For nearly a quarter century Tickleberry’s has been a staple of the ice cream and fudge (not to mention kettle corn) diets of thousands of visitors and locals alike.
In fact, the opening of the Okanagan Falls business each year around this time is as much of a indicator of spring’s arrival as Groundhog Day and daffodils.
But there’s a new kid on the block, actually a couple of new kids, Tickleberry’s founders, Jeanette and Dale Hoy’s kids to be exact, Kelsey and Aaron.
Having managed the operations for the last five years the brother and sister have now purchased the business.
Along with building on their parent’s success, they are putting their own stamp on the palatable products the shop has become famous for, and even inventing a few new ones.
“It’s super important to do that (personalize the business)” said Kelsey, 27. “It’s been in the family for a long time but essentially it is a new business for us.
“Especially with the trend of things like the farmer’s markets, people are wanting to invest in their community instead of going to the big box stores, and we want to be part of that movement.”
One of the ways they hope to accomplish that is to start making their own in-store gourmet ice cream using ingredients from local fields, orchards, vineyards and, believe it or not, craft breweries.
Renovations are already underway to build an ice cream lab where visitors can watch through a window as the chilled products are made from scratch.
Facilitating that plan is the fact they now have the production knowledge and skills from one of the best-known ice cream programs at Penn State University they attended in January.
“My brother’s really focussed on incorporating some local wines and some local beers and I’m more interested in using local berries and fruits,” said Kelsey. “We both have different interests but it’s about the valleys.”

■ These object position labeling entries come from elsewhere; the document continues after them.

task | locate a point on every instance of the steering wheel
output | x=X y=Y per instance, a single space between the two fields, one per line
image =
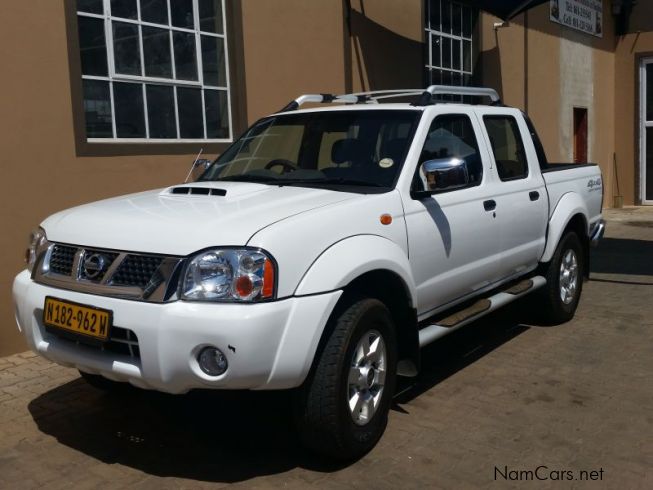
x=287 y=165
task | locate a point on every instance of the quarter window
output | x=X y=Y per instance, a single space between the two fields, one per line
x=507 y=147
x=154 y=70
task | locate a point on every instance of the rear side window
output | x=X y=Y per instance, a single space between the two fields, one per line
x=507 y=147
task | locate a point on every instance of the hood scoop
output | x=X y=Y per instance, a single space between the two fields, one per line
x=198 y=191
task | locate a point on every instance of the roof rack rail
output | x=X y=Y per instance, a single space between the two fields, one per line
x=430 y=92
x=323 y=99
x=373 y=97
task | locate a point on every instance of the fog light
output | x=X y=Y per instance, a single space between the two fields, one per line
x=212 y=361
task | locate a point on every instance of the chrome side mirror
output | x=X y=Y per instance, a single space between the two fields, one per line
x=199 y=167
x=444 y=174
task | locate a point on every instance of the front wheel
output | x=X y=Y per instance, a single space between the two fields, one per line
x=342 y=409
x=564 y=280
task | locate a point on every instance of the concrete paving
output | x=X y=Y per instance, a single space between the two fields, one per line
x=502 y=401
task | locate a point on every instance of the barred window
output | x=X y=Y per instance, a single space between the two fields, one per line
x=154 y=70
x=449 y=29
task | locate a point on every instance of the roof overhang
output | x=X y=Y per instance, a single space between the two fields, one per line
x=506 y=9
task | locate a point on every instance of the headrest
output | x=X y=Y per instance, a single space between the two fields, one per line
x=346 y=150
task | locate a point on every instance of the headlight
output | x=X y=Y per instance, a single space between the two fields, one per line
x=37 y=239
x=229 y=275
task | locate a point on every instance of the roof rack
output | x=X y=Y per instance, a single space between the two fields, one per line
x=373 y=97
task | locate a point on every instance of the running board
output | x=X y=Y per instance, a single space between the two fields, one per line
x=478 y=310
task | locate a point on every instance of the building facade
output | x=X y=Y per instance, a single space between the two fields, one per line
x=108 y=97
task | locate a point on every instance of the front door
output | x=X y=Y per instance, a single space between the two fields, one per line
x=454 y=242
x=646 y=131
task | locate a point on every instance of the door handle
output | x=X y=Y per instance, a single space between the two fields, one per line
x=490 y=205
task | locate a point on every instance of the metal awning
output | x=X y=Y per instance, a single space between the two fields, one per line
x=506 y=9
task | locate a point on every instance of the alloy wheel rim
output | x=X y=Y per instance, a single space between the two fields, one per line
x=568 y=276
x=366 y=379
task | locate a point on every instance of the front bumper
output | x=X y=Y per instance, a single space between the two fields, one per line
x=268 y=345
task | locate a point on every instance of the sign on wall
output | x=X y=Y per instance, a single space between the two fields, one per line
x=582 y=15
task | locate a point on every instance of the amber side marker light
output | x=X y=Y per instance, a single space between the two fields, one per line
x=268 y=280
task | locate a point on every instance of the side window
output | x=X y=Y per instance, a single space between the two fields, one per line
x=452 y=136
x=507 y=147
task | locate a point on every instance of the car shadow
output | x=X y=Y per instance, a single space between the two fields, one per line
x=463 y=347
x=228 y=436
x=622 y=256
x=203 y=435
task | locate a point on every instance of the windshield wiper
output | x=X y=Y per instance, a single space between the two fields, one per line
x=247 y=178
x=339 y=180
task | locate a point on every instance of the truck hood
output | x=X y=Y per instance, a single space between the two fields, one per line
x=183 y=219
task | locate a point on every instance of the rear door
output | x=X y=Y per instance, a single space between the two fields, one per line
x=520 y=193
x=454 y=241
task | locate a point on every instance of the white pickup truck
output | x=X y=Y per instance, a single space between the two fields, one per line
x=319 y=253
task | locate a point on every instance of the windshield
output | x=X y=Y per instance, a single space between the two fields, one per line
x=340 y=149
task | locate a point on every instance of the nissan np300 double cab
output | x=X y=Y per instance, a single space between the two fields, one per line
x=320 y=252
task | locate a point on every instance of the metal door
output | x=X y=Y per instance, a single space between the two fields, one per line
x=646 y=131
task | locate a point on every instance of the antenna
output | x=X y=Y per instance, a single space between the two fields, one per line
x=193 y=165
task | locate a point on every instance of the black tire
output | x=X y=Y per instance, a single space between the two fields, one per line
x=324 y=420
x=104 y=384
x=554 y=309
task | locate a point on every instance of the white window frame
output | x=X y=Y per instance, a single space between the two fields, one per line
x=431 y=33
x=144 y=80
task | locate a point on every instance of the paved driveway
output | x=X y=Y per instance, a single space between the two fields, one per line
x=501 y=400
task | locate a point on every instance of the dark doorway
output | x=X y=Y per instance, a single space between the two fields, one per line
x=580 y=135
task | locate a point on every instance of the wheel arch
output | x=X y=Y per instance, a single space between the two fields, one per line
x=375 y=267
x=570 y=214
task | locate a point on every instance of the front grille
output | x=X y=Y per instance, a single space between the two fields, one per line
x=107 y=259
x=136 y=270
x=124 y=275
x=62 y=259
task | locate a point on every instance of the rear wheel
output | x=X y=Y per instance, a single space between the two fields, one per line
x=564 y=280
x=342 y=409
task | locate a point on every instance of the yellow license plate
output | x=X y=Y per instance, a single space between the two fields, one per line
x=75 y=318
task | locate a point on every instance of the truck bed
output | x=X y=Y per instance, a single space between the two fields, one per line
x=584 y=179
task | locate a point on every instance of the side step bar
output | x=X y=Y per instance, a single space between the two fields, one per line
x=479 y=309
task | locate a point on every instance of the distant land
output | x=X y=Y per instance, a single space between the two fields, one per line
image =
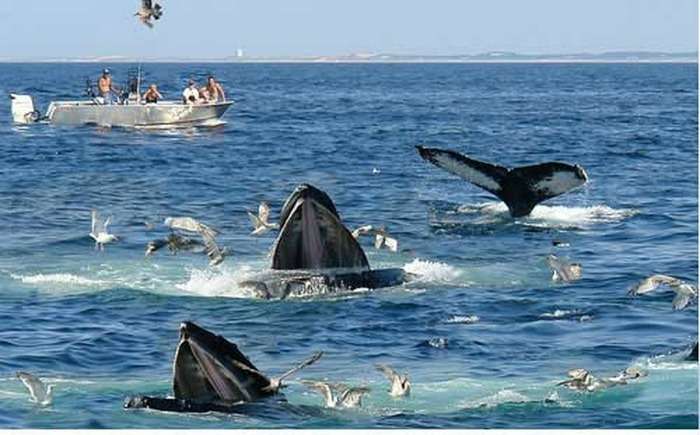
x=488 y=57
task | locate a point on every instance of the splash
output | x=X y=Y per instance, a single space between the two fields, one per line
x=430 y=271
x=567 y=217
x=59 y=278
x=217 y=283
x=500 y=398
x=466 y=320
x=548 y=216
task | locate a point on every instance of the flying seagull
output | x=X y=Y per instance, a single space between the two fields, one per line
x=381 y=238
x=564 y=271
x=260 y=222
x=400 y=385
x=338 y=395
x=99 y=231
x=175 y=243
x=685 y=293
x=148 y=11
x=40 y=394
x=208 y=234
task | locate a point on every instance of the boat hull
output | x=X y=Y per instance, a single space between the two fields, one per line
x=165 y=114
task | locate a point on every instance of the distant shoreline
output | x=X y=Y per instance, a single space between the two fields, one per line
x=387 y=58
x=351 y=62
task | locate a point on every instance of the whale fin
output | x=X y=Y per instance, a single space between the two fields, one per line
x=520 y=188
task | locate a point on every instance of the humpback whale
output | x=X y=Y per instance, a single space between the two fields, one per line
x=211 y=374
x=315 y=254
x=520 y=188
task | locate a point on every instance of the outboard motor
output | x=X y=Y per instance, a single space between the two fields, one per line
x=23 y=111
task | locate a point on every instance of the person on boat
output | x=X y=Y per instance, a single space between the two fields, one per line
x=106 y=87
x=151 y=96
x=190 y=95
x=216 y=91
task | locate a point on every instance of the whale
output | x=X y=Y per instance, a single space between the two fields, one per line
x=315 y=253
x=210 y=374
x=521 y=188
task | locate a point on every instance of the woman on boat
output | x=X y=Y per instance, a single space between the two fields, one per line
x=151 y=96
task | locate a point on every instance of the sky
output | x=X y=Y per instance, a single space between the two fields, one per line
x=40 y=29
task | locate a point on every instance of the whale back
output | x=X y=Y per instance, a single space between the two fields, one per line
x=312 y=235
x=209 y=369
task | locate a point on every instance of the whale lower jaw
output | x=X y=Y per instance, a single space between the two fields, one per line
x=310 y=283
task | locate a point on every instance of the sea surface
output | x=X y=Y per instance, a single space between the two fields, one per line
x=102 y=326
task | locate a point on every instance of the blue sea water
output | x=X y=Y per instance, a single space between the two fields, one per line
x=101 y=326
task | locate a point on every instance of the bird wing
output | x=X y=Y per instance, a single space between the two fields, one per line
x=215 y=254
x=254 y=220
x=681 y=300
x=95 y=218
x=353 y=395
x=391 y=243
x=37 y=389
x=320 y=387
x=311 y=360
x=390 y=373
x=264 y=212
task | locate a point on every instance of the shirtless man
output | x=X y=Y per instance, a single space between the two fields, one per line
x=106 y=88
x=216 y=92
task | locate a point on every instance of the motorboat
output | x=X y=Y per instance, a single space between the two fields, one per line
x=129 y=111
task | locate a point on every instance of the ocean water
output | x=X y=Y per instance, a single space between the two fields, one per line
x=102 y=326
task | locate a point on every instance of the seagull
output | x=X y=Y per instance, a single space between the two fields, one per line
x=381 y=237
x=685 y=293
x=190 y=225
x=400 y=385
x=174 y=242
x=260 y=222
x=208 y=234
x=563 y=271
x=40 y=394
x=583 y=380
x=338 y=395
x=149 y=11
x=99 y=231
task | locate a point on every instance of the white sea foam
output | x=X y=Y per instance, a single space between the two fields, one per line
x=550 y=216
x=502 y=397
x=468 y=320
x=217 y=283
x=59 y=278
x=431 y=271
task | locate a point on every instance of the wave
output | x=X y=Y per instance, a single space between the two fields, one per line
x=546 y=216
x=466 y=320
x=59 y=278
x=218 y=283
x=432 y=271
x=566 y=315
x=500 y=398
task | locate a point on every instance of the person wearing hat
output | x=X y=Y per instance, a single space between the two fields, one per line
x=190 y=95
x=106 y=88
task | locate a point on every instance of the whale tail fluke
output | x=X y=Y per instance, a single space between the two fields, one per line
x=520 y=188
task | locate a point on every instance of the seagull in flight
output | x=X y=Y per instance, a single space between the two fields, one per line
x=685 y=293
x=338 y=395
x=400 y=385
x=40 y=393
x=100 y=232
x=564 y=271
x=208 y=234
x=381 y=238
x=260 y=222
x=149 y=10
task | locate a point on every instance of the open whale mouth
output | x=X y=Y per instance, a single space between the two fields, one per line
x=312 y=236
x=210 y=369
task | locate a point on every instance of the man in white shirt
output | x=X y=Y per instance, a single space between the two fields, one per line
x=190 y=95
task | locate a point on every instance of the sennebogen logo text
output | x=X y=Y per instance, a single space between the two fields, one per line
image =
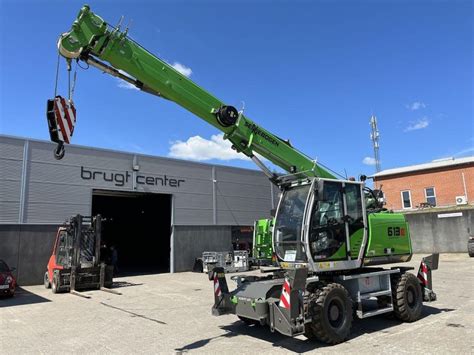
x=122 y=179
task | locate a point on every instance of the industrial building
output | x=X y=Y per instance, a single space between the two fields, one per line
x=441 y=183
x=161 y=213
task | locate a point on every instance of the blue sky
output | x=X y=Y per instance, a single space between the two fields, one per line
x=311 y=71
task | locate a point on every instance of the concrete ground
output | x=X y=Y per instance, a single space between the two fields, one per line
x=171 y=314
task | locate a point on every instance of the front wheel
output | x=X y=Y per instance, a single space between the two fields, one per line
x=331 y=312
x=407 y=297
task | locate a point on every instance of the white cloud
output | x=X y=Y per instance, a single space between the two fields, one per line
x=368 y=161
x=200 y=149
x=182 y=69
x=416 y=105
x=418 y=124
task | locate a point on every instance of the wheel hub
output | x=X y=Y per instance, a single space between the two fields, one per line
x=336 y=313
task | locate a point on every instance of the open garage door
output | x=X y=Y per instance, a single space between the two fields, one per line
x=138 y=226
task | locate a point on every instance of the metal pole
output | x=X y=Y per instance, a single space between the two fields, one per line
x=465 y=189
x=172 y=237
x=214 y=197
x=24 y=172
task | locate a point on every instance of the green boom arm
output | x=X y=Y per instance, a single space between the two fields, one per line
x=93 y=41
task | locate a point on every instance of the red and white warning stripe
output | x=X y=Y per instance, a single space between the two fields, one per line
x=65 y=113
x=423 y=273
x=285 y=294
x=217 y=287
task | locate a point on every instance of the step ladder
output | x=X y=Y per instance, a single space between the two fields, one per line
x=369 y=286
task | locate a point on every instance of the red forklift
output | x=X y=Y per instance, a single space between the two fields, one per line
x=76 y=263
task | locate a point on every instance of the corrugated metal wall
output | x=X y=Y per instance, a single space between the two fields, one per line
x=53 y=190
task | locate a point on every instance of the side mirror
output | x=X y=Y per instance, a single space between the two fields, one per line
x=320 y=191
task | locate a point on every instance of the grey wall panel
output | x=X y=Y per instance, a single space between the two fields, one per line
x=193 y=201
x=242 y=218
x=243 y=190
x=57 y=189
x=196 y=216
x=243 y=176
x=10 y=191
x=9 y=212
x=10 y=169
x=100 y=159
x=49 y=192
x=174 y=167
x=53 y=212
x=243 y=204
x=190 y=184
x=11 y=148
x=9 y=244
x=191 y=241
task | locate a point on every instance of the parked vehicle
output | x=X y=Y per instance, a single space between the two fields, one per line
x=7 y=280
x=75 y=262
x=331 y=237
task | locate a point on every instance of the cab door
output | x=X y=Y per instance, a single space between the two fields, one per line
x=327 y=227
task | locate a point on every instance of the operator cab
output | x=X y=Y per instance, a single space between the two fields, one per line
x=320 y=221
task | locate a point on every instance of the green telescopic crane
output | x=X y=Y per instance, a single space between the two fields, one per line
x=326 y=235
x=109 y=49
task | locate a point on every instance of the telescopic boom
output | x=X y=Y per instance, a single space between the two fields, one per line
x=92 y=40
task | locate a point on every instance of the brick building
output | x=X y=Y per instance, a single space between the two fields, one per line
x=441 y=183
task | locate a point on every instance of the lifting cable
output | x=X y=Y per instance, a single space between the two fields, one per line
x=57 y=77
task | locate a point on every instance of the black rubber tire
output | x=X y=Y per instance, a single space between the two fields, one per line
x=308 y=331
x=46 y=282
x=470 y=249
x=331 y=312
x=407 y=297
x=55 y=284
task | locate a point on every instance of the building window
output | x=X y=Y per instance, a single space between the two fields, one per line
x=406 y=199
x=430 y=196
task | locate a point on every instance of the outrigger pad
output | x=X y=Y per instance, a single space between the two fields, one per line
x=61 y=115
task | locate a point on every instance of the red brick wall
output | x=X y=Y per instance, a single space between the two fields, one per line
x=448 y=184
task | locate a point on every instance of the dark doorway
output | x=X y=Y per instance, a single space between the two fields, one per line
x=139 y=227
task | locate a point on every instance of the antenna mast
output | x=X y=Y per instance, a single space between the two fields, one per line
x=374 y=136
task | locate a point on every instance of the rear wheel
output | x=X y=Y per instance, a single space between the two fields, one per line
x=331 y=312
x=407 y=297
x=46 y=282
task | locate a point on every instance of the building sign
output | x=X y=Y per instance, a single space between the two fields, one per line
x=122 y=179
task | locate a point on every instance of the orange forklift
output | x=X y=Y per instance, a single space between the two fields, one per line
x=75 y=263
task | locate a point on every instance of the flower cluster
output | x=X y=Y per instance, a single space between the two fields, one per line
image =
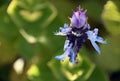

Some experimentation work has already begun and she reports the initial results as “awesome.” Can you say strawberry rhubarb crumble and dark chocolate stout?
Customers even have the option of chipping in a few dollars through a Kickstarter campaign to help build an ice cream manufacturing kitchen on the premises and in return get a token of appreciation from the Hoys.
“I think people need to understand why we’re doing it (fundraising),” said Kelsey. “We make money for a few months of the year and have to survive for the whole season with that.”
There is even an increment where those who want to donate into the project can leave an ice cream legacy of their own creation behind.
Tickleberry’s beginnings were actually in the Yukon, starting out as a jam company their parents – who were mining gold at the time – used to generate a little extra income.
And what’s in a name?
“My parents just said the bears are on one side of the berry bush and you’re on the other and so you just tickle the bears, and it turned into Tickleberry’s,” said Kelsey. “So I guess it (name) was an easy one for them.”
Early in its OK Falls history, Tickleberry’s was also in the truest sense of the words, a home-based business.
“It is so amazing to think that this was once our house,” said Aaron, 30 who is also a red seal chef and worked in Alberta and Vancouver before returning to the Okanagan. “The gift store was our living room, I literally grew up in an ice cream store.”
His sister added: “We definitely got invited to a lot of birthday parties that’s for sure.”
Just how much people from all over the world enjoy coming to Tickleberry’s can be found online where the business gets four and a half to five stars on just about every website reviewers post to.
In the winter months the store sells some of their sweet treats across the country. Aaron says when people see the name, they always have a story about coming to Okanagan Falls as a kid and returning with their own family.
But the real proof is in the pudding or more accurately the jams, chocolate-covered fruit and just about every other imaginable sweet under the sun.
According to Aaron, over the years for so many people are the fun memories people have of coming to the store.
“My dad explained that it is not always about the ice cream, it’s about that experience,” he said. “Those childhood memories of the road trip to Okanagan Falls and going to the lake and getting ice cream. It is those memories, feelings of what happened in your life.”